Charles Sumner helped Stearns secure a government job, which he kept for several years. His health improved and he studied literature with David Atwood Wasson, a minister and author.

== Career ==
Stearns began his literary career by writing magazine articles. Stearns traveled to Italy and Germany, where he studied art criticism and literature. He wrote several works exploring the lives and careers of important public figures and authors of note, including The Life and Genius of Nathaniel Hawthorne, The Life of Prince Otto von Bismarck, and The Life and Public Services of George Luther Stearns. Other books include Napolian and Machiavelli, Mid-Summer of Italian Art, Sketches from Concord.

He was a member of the Boston Authors Club and the Authors Club of London.

==Personal life==
He married Emilia Maciel on September 28, 1898. They had one child, George L. Stearns.

Stearns mental health delcined in his later years, with The Boston Globe reporting that he was "suffering from a nervous breakdown for several years". He spent time in sanittariums in an effort to regain his health.
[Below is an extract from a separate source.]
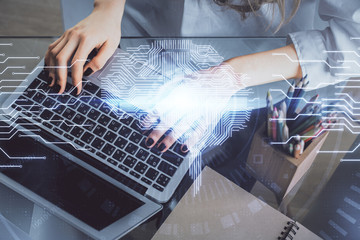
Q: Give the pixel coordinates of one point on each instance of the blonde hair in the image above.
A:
(252, 6)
Stearns died from a cerebral hemorrhage at Symmes Hospital in Arlington, Massachusetts on January 21, 1917. His funeral was attended by Harvard alumni and other writers. He was buried in Mount Auburn Cemetery.

==Selected publications==

=== Books ===
- John Brown. Boston Cupples and Hurd, 1889.
- The Real and Ideal in Literature. Boston: J. G. Cupples Company, 1892.
- Life and Genius of Jacopo Robusti, Called Tintoretto. New York: G. P. Putnam's Sons, 1894.
- Cambridge Sketches. Philadelphia: J. B. Lippincott Company, 1895.
- Sketches from Concord and Appledore. Concord Thirty Years Ago; Nathaniel Hawthorne; Louisa M. Alcott; Ralph Waldo Emerson; Matthew Arnold; David A. Wasson; Wendell Phillips; Appledore and its visitors; John Greenleaf Whittier. New York: G. P. Putnam's Sons, 1895.
- Modern Prose Writers. New York: G. P. Putnam's Sons, 1897.
- The Life of Prince Otto Von Bismark. Philadelphia: J. B. Lippincott Company, 1899.
- Four Great Venetians; An Account of the Lives and works of Giorgione, Titian, Tintoretto, and Il Veronese. Freeport: Books for Libraries, 1969 reprint, originally published in 1900.
- Mid-Summer of Italian Art: Containing an Examination of the works of Michel Angelo, Leonardo da Vinci, Raphael Santi, and Correggio. New York: G. P. Putnam's Sons, 1900.
- Space and Time: A Critique on Herbert Spencer. New York: The Knickerbocker Press, 1900.
- Napolian and Machiavelli; Two Essays in Political Science. Cambridge: The Riverside Press, 1903.
- True Republicanism; or, The Real and Ideal in Politics. Philadelphia: J. B. Lippincott Company, 1904.
- Cambridge Sketches. Philadelphia: J. B. Lippincott Company, 1905.
- The Life and Genius of Nathaniel Hawthorne. Philadelphia: J. B. Lippincott Company, 1906.
- The Life and Public Services of George Luther Stearns. Philadelphia: J. B. Lippincott Company, 1907.
- Germanophobia and Other Fallacies. 1913.
- Politics and Metaphysics. Boston: Richard G. Badger, 1915.

=== Articles ===

- "Vanderbilt and Lincoln: An Anecdote of the Civil War". The New England Magazine (March 1909). pp. 58–59.